Harry Hole

Je vous rassure, l’Homme Chauve-Souris ne relate pas la vie de Batman en Australie oeuvrant contre le mal ! J’ai découvert Jo Nesbø et son inspecteur Harry Hole, qui, je le pensais, allait être l’équivalent du super héros. Bon, ce n’était pas tout à fait cela, mais Harry avait du mordant.
En fait, c’est un sentiment étrange qui m’a traversé durant ma lecture… Je vous ai déjà expliqué que je suis une fan de polars. J’en ai lu tout un rayon, et je m’y connais. L’Homme Chauve-Souris m’a laissé un sentiment partagé. Je vous explique…

Les déboires de Harry Hole

Parce qu’une jeune Norvégienne a été sauvagement jetée d’une falaise en Australie, l’inspecteur Harry Hole de la police d’Oslo est envoyé sur place par une hiérarchie soucieuse de l’évincer.
Jusque là, nous sommes dans un polar, nous avons un cadavre, bref, tout est normal.

Ensuite, j’ai presque eu l’impression de lire le Routard, chapitre 5 sur la culture aborigène, sur l’Australie elle-même, et sur tout le mal que les Blancs ont fait aux Aborigènes, leur volant leur terre, leur vie, leur âme…mais bon, cela reste intéressant !

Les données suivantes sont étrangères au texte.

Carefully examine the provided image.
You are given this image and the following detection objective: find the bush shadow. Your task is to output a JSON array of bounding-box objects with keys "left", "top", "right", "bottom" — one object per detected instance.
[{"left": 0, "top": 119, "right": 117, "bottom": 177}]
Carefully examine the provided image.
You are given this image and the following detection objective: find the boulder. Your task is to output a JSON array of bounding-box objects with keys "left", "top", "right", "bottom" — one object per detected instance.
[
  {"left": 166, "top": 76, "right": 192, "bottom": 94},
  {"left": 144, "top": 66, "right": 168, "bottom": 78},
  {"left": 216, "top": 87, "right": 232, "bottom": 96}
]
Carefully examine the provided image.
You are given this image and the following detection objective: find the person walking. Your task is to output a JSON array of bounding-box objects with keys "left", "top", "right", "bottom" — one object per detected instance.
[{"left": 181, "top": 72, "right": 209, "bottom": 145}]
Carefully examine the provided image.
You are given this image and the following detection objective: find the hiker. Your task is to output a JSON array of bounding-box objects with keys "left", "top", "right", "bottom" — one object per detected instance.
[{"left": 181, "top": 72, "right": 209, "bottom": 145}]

Ne m’avait-on pas vanté, en quatrième de couverture : « Ce qui n’aurait dû être que routine diplomatique va se transformer en traque impitoyable au fur et à mesure de meurtres féroces qu’Harry Hole refuse d’ignorer ».

Il y a en effet eu des meurtres extrêmement violents, mais très loin dans la lecture, ce qui fait que le livre nous tient en haleine (et pas forcément dans le bon sens) pendant trop longtemps.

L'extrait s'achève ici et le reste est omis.